San Francisco Chronicle - April 14, 2008
Robert Hurwitt, rhurwitt@sfchronicle.com.
Of all the reasons that no one's discovered an HIV vaccine yet, incompetent researchers is probably the last one you'd choose. Well, perhaps not, but that wouldn't be fair to the hundreds of dedicated men and women toiling over the many aspects of a very complicated problem. It is, however, the most logical conclusion to draw from Kevin Fisher's "Monkey Room" at the Magic Theatre.
That's odd, because Fisher presumably knows a thing or two about HIV/AIDS research. An emerging playwright, he's also a trained epidemiologist who presented a paper on HIV diagnosis in infants at the 2004 International AIDS Conference. The world premiere of his "Monkey" opened Saturday as the latest commissioned piece in the Magic Theatre/Alfred P. Sloan Foundation Science & Technology Initiative, dedicated to the development of plays that bring scientific issues and ideas to life onstage.
That's far from an impossible goal, as demonstrated by such exciting, heady works as Michael Frayn's "Copenhagen" and Tom Stoppard's "Arcadia" and "Hapgood." But the underlying principles of the solar calendar are more central to the plot of "H.M.S. Pinafore" than the science involved has been for most of the Magic's Sloan offerings so far. Though Fisher includes some information about the difficulties of HIV research, and uses one aspect - rather unbelievably - as a key plot twist, most of the science here, as in other Sloan plays, is window dressing for a rather generic drama.

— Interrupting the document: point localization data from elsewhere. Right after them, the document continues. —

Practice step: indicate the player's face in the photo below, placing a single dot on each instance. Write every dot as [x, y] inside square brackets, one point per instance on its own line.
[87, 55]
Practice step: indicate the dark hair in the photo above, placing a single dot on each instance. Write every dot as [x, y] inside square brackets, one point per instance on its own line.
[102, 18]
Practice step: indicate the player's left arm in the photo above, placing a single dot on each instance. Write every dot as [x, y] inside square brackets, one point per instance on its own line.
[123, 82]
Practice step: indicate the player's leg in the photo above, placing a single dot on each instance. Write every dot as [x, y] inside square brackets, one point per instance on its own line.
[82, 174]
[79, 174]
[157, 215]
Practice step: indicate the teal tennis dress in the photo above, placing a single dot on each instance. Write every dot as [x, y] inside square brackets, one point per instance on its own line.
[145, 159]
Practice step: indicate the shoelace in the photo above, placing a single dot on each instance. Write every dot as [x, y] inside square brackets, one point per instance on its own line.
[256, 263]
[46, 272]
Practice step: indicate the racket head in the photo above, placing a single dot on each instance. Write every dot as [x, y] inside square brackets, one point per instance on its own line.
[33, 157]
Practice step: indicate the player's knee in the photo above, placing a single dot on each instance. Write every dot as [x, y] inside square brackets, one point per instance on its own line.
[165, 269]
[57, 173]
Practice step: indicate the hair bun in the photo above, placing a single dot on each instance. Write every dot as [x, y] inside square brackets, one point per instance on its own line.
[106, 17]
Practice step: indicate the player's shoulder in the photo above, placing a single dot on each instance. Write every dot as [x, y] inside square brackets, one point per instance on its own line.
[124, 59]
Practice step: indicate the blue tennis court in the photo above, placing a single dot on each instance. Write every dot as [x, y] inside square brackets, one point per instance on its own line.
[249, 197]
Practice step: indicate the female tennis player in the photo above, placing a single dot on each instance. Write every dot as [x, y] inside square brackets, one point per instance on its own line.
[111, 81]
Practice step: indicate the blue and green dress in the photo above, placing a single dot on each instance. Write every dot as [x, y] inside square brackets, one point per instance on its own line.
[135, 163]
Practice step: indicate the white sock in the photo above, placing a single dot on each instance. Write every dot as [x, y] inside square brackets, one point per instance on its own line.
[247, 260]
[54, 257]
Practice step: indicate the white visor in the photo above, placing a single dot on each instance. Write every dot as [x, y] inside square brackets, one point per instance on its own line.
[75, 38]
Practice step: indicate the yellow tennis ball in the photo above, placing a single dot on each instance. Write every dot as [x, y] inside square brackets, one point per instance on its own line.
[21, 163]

To be fair, the real issue in "Monkey" isn't the science of HIV research but its funding - a subject as dear to the hearts of theater administrators as lab directors. The plot is as simple as the 70-minute play is short. The charismatic director of a research institute has just died. Ava (Lauren Grace), his apparent successor, is at a crossroads in her vaccine tests with monkeys and chimps. Zach (Kevin Rolston), a geneticist, is being a bit evasive about the progress of his own research. But with their leader gone, their funding agency has sent sharp-eyed, condescending and caustic evaluator Neil (Robert Parsons) to make an overnight decision whether to continue supporting their work.
There's more. Zach is in love with Ava, though she's too preoccupied, understandably, for more than a passing fling. There's also a bumbling lab assistant, Freda (Jessica Kitchens), who takes care of the simian subjects in the next room (well represented by Sara Huddleston's sound design).
Fisher writes quick, witty, generally captivating dialogue that flows pretty well. Mark Routhier, the Magic's director of artistic development, stages the action at a quick, entertaining clip on James Faerron's nicely detailed, cluttered lab set. The performances are well drawn and engaging, though Kitchens at times seems to be working in a different production and Grace needs to pay more attention to diction and projection. Some of her lines were unintelligible in the fourth row.
But Grace is engagingly smart and focused, drawing us into the problems with Ava's research and her mixed feelings about Rolston's boyishly impetuous Zach. It isn't her fault that Fisher hasn't developed the character fully, or that he's given Neil most of the best lines, delivered by Parsons with buoyantly sadistic zest (though why Neil is quick to tell her why he got fired from Johns Hopkins is incomprehensible).
More frustrating are all the issues referred to - protocols for treating lab primates, sexism in science, what determines trends in research funding - and tossed aside. But that's not as troubling as the incredibly sloppy program Ava runs, from the appallingly easy access to dangerous viruses and casual handling of infected macaques to a total lack of record keeping on the administration of vaccines or basic preparations for a new experiment. This is one lab that is crying out to be shut down.